Eduardo Muela, quien fue cocinero durante muchos años, también mantiene viva la tradición de la alfarería.

La de Eduardo Muela es la curiosa historia de uno de los pocos cocineros que hubieran sido capaces de fabricarse su propia vajilla. Tras pasar muchos años al frente de los fogones del Monasterio de Piedra, ahora ya jubilado, Muela es uno de los pocos alfareros tradicionales que, por desgracia, quedan en la provincia. Del horno de cocinar al horno de cocer sus piezas, su vida se ha movido entre estos dos mundos en los que la temperatura se convierte en elemento transformador.

En la localidad zaragozana de Alhama de Aragón está ubicado su taller, heredado de su padre y antes de su abuelo. “El origen de la alfarería en Alhama está en mi abuelo, que se instala en esta localidad y monta su horno en 1980. Mi padre siguió con la tradición y yo soy la tercera generación”, explica. Y si quedan pocos alfareros en Aragón, todavía serán menos los que cuezan sus piezas en un horno como el que nos enseña Muela, el mismo que usaba su abuelo. “Es de tipo árabe, con una bóveda y alimentado con leña. Alcanza casi los 1.000 grados y según la carga que tenga el horno las piezas pueden estar cociendo entre 10 y 12 horas”, asegura el alfarero, que ve con tristeza cómo este oficio se queda sin futuro: “Hay escuelas que todavía forman a jóvenes, pero aún así la alfarería tradicional está desapareciendo”.

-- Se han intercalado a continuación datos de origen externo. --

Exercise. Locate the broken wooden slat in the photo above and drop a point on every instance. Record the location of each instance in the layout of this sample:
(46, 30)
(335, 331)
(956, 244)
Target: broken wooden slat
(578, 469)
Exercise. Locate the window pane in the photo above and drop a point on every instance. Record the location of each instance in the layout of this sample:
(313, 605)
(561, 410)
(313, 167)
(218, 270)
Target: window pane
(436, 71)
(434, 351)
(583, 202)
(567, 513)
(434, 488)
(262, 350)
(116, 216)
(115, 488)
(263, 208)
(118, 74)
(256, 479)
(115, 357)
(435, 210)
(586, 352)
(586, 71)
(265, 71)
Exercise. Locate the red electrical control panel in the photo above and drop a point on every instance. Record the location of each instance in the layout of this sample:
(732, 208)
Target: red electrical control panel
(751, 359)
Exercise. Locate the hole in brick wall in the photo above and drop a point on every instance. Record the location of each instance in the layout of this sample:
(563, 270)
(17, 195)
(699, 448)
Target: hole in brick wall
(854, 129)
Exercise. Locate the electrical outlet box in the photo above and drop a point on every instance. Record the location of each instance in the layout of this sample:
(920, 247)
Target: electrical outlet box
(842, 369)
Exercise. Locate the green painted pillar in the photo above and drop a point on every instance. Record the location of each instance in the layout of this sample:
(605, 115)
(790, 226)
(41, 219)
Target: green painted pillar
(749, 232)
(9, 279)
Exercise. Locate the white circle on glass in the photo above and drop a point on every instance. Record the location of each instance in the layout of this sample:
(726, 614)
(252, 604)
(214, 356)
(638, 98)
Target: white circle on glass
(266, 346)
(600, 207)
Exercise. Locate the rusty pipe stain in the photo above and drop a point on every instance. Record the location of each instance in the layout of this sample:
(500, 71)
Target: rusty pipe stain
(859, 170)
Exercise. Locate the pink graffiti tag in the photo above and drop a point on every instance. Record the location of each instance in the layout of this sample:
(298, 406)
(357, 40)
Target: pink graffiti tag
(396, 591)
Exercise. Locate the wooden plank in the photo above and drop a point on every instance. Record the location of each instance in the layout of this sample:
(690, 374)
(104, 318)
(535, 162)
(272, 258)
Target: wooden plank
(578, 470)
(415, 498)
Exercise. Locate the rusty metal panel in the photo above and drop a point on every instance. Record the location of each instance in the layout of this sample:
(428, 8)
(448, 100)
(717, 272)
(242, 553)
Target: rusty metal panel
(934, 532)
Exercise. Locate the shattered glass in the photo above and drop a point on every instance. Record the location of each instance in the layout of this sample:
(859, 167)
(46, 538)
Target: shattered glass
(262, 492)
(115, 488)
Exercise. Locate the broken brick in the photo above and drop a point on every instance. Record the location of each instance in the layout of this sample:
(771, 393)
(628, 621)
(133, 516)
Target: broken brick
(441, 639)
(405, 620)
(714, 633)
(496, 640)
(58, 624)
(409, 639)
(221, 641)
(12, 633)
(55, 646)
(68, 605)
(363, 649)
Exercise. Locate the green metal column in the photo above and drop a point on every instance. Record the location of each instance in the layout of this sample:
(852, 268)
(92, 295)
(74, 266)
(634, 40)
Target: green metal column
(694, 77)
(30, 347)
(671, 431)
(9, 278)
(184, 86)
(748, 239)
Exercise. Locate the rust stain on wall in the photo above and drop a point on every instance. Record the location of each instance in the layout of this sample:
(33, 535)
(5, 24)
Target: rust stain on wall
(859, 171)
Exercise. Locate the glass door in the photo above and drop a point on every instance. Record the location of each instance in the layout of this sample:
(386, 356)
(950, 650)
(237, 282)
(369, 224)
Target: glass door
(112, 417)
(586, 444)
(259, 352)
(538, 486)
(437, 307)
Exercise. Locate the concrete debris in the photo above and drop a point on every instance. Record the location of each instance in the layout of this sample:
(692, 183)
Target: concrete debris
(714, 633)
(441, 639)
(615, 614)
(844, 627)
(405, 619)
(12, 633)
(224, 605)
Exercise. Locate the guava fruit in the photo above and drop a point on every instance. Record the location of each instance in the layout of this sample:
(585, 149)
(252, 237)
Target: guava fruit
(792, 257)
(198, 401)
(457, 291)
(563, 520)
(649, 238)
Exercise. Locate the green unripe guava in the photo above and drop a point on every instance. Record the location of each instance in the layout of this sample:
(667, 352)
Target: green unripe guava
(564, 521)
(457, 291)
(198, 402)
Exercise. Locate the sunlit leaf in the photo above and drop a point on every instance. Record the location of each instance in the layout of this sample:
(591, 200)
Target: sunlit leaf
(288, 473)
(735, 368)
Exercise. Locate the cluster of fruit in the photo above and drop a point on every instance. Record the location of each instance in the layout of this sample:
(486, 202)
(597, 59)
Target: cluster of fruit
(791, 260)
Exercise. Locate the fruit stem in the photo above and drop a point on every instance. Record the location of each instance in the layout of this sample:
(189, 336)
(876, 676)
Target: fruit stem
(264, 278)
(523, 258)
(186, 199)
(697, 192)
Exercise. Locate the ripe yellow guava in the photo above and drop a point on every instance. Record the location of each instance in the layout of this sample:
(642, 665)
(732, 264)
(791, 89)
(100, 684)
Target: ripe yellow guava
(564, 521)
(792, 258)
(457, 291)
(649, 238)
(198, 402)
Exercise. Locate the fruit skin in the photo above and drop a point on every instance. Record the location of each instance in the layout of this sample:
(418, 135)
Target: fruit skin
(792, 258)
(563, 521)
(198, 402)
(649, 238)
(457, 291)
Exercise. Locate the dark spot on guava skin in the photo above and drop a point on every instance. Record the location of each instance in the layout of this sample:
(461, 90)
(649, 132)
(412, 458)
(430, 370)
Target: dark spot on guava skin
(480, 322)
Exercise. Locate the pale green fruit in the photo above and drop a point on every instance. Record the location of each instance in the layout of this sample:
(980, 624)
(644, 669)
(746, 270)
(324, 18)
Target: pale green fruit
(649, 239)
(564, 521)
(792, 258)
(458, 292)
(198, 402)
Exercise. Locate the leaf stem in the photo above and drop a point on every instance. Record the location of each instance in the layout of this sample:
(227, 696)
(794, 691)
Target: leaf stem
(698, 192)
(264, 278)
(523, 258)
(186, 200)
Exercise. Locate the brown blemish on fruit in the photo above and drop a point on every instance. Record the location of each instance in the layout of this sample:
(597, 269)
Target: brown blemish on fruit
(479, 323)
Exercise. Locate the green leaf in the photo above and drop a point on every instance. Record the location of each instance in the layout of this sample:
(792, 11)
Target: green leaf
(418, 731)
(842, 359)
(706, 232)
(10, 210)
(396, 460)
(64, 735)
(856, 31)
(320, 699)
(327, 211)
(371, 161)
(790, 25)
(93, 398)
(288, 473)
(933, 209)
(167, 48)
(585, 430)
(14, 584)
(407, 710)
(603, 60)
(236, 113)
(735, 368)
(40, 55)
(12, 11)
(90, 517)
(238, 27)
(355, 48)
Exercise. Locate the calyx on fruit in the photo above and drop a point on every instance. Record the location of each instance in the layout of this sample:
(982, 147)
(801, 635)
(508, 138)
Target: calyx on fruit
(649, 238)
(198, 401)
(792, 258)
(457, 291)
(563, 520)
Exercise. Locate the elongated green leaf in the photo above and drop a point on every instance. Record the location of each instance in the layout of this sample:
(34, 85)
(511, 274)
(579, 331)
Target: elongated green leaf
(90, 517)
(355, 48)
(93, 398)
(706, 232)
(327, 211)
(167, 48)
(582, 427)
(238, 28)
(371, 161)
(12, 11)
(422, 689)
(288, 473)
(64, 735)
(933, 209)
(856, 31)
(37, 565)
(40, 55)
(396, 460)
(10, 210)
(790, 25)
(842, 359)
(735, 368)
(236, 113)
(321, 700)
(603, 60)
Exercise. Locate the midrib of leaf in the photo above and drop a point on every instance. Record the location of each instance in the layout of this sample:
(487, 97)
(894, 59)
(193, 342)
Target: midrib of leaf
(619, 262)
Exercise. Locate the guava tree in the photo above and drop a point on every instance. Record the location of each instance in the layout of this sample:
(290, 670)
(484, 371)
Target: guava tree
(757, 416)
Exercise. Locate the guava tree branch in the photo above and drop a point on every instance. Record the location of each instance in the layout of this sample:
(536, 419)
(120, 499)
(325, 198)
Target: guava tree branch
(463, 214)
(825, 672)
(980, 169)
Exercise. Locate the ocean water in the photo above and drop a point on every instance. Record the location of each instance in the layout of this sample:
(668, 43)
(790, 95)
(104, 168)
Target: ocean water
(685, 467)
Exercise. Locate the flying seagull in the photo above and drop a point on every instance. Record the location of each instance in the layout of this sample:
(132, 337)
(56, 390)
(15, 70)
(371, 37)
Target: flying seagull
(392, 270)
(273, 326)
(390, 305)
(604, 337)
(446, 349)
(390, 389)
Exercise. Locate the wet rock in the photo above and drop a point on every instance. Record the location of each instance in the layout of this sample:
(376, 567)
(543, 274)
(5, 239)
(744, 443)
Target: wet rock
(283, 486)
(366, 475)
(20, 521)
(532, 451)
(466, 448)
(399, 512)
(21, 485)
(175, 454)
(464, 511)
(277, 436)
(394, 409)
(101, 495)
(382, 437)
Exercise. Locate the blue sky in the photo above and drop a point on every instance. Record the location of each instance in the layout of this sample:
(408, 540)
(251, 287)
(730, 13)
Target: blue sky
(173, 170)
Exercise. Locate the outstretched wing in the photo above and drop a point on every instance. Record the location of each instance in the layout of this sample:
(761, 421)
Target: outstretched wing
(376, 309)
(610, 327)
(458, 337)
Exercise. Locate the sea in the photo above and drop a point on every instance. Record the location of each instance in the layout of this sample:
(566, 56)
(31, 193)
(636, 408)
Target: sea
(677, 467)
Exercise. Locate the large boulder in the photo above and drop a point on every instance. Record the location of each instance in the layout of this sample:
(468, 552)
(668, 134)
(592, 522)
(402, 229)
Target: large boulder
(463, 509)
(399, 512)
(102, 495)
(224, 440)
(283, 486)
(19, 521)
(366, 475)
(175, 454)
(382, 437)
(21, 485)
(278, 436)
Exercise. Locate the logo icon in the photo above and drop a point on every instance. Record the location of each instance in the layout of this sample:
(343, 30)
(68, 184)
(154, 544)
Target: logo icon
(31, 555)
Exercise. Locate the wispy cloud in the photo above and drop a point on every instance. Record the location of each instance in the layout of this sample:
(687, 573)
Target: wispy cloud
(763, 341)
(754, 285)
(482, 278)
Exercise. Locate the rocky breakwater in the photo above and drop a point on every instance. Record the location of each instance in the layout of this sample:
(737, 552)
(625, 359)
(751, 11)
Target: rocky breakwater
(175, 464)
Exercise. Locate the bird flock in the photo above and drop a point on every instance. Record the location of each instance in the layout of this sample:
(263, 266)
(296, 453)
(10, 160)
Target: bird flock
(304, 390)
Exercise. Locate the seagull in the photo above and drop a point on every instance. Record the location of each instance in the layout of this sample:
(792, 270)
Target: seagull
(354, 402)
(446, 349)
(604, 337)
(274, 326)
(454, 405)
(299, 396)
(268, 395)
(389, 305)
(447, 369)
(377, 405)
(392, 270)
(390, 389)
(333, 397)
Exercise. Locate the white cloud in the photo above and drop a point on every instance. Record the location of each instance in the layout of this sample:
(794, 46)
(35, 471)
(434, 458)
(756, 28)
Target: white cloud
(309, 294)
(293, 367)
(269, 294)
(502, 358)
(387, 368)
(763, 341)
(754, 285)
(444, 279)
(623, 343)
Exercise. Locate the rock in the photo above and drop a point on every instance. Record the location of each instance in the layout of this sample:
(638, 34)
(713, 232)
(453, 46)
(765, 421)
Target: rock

A la falta de relevo generacional se unen los cambios en los hábitos de consumo, ya que las vajillas tradicionales de arcilla han quedado relegadas a un uso casi residual en el día a día. “Mi abuelo hacía la vajilla tradicional que por aquel entonces se usaba en todas las casas: pucheros, cazuelas, cuencos, botijos… Mi padre se modernizó y empezó a hacer otras cosas, como juegos de café. Y además de eso hemos hecho todo tipo de piezas, como cántaros, macetas…”, indica el alfarero, quien asegura que hay muchas piezas con el sello de Muela Alhama repartidas por diferentes puntos de Aragón y de España: “Mi abuelo se hizo un cuño y casi todas las piezas iban con su marca, el primero por su apellido y el segundo porque era tradición que también llevaran el nombre del lugar de fabricación”.